For another example, look at historical photos of the Pekingese vs the Westminster winner from a few years ago. They've always been low to the ground and fluffy, but they used to be able to walk normally.


----------



## Beaches (Jan 25, 2014)

Gorgeous dog PB and a lovely family photo. Nice to put a face to your name, yes I realize it was a "couple of years" ago. Lol. Hugs.


----------



## MollyMuiMa (Oct 13, 2012)

I forget who wrote this, but I had it written down............

"A conformation dog show is not a comparison of each dog to another, but a comparison of each dog to a JUDGES mental image of the ideal breed type, as outlined in the individual breed's breed standard."


Too bad judges all seem to have a different way of understanding a breed standard..............JMO


----------



## ericwd9 (Jun 13, 2014)

Thin, long, elegant, high stepping legs and fine muzzles on spoos?

= ligament problems and teeth misalignment.

Eric


----------



## peccan (Aug 26, 2014)

Shamrockmommy said:


> In that time I've also noticed that bichons went from "1/3 longer than tall" (per the breed standard) to short-backed, long legged, slighter boned dogs.
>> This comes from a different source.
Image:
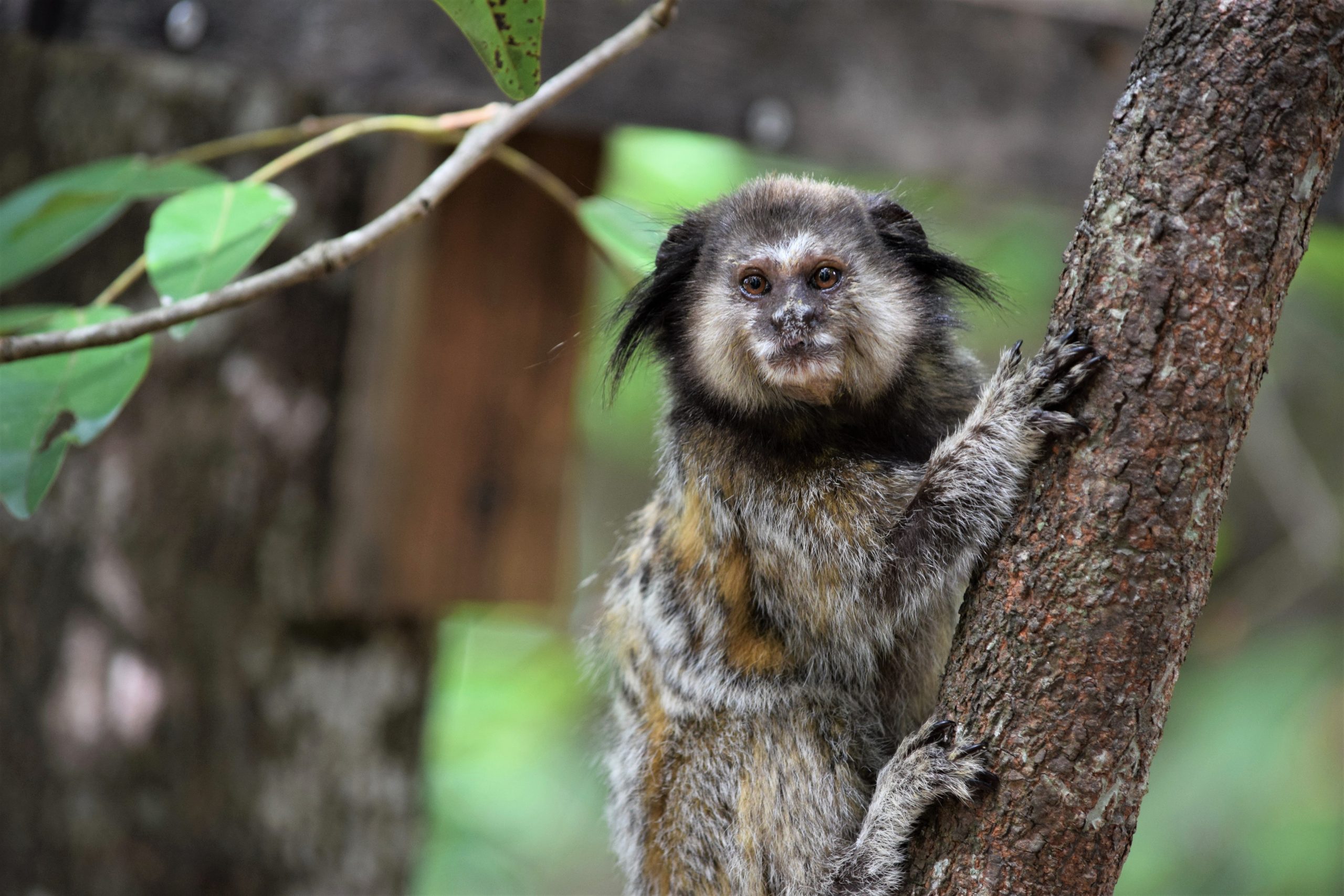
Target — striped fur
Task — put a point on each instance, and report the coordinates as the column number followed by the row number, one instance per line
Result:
column 781, row 612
They are more poodly than bichonly!


That's funny, up in here all the Bichons I see who are groomed show-worthy seem to be longer and longer each passing year, ... Bichon Frisé? More like Petit Basset Bichon Frisé... :rant:


----------



## Summerhouse (Jun 12, 2015)

On a breeders forum (all breeds) the bitch was discussed and they came to the conclusion that she was also in season which is why the male wasn't behaving well in the ring and why she looked uncomfortable.

They all agreed the judge was from "old" stock who wasn't inclined to change his ways or views on the breed.


----------



## fjm (Jun 4, 2010)

Pekes from 1964 - what a (horrible) difference 50 years can make!
Racing Pekes - British Pathé


----------



## Poodlebeguiled (May 27, 2013)

zooeysmom said:


> What a great dog and a great family shot! Your daughter is dressed how my sister and I were, so we must be around the same age




Thanks Zooeysmom...You're quite observant. My daughter is just about 36. He _was _an amazing dog...so sweet with people and especially loving and protective toward kids...any kids. We had some piglets raised by someone else on their property and we were visiting once with Ajax. (Pro: Ah-yax sort of) and the piglets got out of their area and started running off. Ajax, with no particular herding training ran after them, and shouldered them back toward and then into the fenced area. He was so smart and loyal. 

Beaches...yep, quite a few years ago. Oy! LOL. I sure don't look like that anymore. Scary!:afraid:


----------



## PoodleDreaming (Jun 10, 2015)

It seems to be mostly confirmation bred dogs that are being bred so extremely. 

Lots of the working shepherds I've seen and most of the whites look fine.





































I'm pretty pleased with the structure of this silly girl, especially for a shelter dog.


----------



## Countryboy (May 16, 2011)

PoodleDreaming said:


> It seems to be mostly confirmation bred dogs that are being bred so extremely.
> 
> Lots of the working shepherds I've seen and most of the whites look fine.


That's it! That's a good looking Shepherd. 

I was just in to their forum and WOW! it's busy! lol 
But I was able to zoom in fairly quickly on the latest in Shepherd conformation. Apparently there's different purebred 'lines'. Working lines, show lines, and even show lines are broken down to American and German.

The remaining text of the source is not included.